2007-01-16 03:06:41.02 spid61 udopen: Operating system error 5(Access is denied.) during the creation/opening of physical device F:\SQLData\MyDatabase_Log.ldf.
2007-01-16 03:06:41.02 spid61 FCB::Open failed: Could not open device F:\SQLData\MyDatabase_Log.ldf for virtual device number (VDN) 2.

Turned out that the SQL Server startup account did not have the correct security permissions on the folder or the files. Whoops. :)



New Year's resolutions kill Log Shipping!

ok...funniest issue I've run across in a while :)

We have some custom log shipping script that was working just fine until the end of 2006. Starting around January 2, the restore process couldn't restore fast enough to keep the standby server current.

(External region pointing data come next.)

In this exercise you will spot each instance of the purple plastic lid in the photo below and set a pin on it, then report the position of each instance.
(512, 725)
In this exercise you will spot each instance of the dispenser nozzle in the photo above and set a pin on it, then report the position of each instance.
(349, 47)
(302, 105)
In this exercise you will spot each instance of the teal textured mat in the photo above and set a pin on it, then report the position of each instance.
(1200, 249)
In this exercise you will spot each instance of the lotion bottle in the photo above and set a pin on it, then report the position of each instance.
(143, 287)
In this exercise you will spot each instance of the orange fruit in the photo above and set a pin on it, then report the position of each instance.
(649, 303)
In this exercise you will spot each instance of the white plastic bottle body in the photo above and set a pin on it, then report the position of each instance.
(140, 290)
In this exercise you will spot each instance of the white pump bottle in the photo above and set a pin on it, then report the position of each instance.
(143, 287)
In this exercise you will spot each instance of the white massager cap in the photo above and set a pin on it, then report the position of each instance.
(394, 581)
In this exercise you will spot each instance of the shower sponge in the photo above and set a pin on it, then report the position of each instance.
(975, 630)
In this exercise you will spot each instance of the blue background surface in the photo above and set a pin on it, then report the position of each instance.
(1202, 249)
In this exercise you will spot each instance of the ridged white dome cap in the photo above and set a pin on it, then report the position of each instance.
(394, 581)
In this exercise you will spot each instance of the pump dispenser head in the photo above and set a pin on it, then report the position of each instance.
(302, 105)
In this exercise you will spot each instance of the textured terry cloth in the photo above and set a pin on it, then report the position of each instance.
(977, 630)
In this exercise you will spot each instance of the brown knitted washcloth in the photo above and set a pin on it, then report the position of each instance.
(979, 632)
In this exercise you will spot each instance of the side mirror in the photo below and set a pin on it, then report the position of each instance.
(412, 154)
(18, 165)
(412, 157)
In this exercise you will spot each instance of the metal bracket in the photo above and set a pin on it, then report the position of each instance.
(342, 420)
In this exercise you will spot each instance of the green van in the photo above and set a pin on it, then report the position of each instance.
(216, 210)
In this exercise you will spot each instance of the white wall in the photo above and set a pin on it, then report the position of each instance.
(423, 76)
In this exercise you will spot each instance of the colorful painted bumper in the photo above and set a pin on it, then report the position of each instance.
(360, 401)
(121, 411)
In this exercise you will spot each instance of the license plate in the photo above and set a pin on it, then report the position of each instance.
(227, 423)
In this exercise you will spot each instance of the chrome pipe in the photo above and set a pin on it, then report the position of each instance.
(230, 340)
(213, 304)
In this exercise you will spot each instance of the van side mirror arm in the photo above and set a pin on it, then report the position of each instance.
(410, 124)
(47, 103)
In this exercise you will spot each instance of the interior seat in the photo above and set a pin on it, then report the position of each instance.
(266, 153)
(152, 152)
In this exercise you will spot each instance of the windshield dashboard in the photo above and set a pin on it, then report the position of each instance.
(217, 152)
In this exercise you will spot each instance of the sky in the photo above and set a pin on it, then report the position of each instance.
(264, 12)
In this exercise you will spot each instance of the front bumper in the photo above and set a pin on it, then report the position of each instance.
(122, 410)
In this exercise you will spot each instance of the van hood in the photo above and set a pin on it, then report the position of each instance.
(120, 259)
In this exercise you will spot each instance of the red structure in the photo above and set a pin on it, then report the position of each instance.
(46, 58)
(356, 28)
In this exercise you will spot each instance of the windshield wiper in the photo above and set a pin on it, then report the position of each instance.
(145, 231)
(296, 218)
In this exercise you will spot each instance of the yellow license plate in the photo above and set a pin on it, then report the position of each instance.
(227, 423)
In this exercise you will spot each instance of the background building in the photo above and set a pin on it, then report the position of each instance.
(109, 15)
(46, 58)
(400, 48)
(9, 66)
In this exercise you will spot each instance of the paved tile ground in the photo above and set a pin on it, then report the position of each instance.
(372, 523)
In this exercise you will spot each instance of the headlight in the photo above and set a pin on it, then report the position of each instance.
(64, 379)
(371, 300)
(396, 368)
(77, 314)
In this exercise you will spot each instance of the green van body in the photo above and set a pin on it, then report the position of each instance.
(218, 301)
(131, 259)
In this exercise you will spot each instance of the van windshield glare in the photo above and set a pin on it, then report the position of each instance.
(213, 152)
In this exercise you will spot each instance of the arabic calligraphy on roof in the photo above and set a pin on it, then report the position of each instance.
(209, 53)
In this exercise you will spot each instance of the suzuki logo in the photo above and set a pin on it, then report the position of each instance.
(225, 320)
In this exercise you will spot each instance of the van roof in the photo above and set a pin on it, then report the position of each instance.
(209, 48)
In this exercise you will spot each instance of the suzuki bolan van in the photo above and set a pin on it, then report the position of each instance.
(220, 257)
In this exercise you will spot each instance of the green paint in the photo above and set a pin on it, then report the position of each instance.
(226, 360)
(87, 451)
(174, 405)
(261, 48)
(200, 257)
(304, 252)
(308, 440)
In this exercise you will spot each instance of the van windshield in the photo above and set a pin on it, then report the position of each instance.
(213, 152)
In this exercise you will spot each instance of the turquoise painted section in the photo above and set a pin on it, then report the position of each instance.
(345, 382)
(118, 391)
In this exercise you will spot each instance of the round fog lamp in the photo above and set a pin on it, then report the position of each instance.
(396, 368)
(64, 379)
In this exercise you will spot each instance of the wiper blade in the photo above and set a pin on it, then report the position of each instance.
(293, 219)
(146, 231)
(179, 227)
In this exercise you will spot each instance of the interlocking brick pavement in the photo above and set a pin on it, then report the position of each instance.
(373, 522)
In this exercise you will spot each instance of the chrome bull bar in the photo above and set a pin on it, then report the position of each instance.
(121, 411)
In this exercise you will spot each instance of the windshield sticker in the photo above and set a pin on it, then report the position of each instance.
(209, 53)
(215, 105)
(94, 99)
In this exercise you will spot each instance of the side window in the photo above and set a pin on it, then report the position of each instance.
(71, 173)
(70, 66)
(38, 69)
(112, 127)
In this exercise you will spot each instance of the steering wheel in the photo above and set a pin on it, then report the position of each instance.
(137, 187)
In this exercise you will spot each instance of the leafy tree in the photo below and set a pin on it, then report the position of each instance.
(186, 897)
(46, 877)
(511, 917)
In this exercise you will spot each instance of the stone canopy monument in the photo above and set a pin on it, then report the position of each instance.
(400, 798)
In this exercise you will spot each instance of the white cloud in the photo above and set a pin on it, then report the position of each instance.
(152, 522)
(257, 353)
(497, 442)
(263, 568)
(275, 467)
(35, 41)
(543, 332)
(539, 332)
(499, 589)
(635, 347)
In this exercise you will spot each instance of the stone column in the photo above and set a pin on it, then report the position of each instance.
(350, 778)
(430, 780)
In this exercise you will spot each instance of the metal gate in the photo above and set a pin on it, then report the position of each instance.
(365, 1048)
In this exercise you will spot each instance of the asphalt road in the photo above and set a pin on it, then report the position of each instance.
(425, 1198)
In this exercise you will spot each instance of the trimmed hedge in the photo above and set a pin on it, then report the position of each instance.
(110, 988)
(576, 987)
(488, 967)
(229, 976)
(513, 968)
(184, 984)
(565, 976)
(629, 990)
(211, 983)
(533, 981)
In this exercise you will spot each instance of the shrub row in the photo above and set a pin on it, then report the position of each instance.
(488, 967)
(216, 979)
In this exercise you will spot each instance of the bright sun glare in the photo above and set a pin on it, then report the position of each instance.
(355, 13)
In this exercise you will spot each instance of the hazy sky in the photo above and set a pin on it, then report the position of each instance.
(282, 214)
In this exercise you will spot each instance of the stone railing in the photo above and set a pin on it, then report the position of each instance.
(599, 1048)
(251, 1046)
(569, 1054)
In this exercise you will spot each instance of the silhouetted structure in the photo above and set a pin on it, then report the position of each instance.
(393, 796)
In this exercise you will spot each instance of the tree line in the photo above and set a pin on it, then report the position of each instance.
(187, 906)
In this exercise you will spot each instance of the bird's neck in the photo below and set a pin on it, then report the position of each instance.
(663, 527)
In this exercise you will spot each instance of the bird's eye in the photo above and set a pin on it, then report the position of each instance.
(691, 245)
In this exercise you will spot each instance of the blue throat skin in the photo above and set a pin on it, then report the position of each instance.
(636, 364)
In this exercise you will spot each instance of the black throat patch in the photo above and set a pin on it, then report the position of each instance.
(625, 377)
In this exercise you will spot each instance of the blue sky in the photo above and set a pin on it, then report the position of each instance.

I looked at the T-Log files for the last 2 weeks and saw that the T-log backups between 3 and 5 am were 2 to 3 times the size they used to be.

Why? Because the customer here is a national Fitness center business that had a huge influx of memberships and activities :)

People trying to lose weight broke log shipping.

The fix? Run the restore process more often (it was only running off hours).

You get fries AND a low-fat shake with this one...

Autogrow continued:

re: 12/19/2006 SQL 2005 Autogrow issue

I have confirmed with Microsoft that the bug will be fixed in SP2, and that there is no workaround other than monitoring.

I have written a script for my customer that will check the 'growth' and 'status' values in the sysfiles table of each database on their system. If the growth number is over x and the status is over 'y'...we have a problem.

The best way to avoid this whole mess:


If you rely on Autogrow, you are not properly administering your database. Autogrow is a failsafe mechanism for when you get unexpected growth, and nothing more.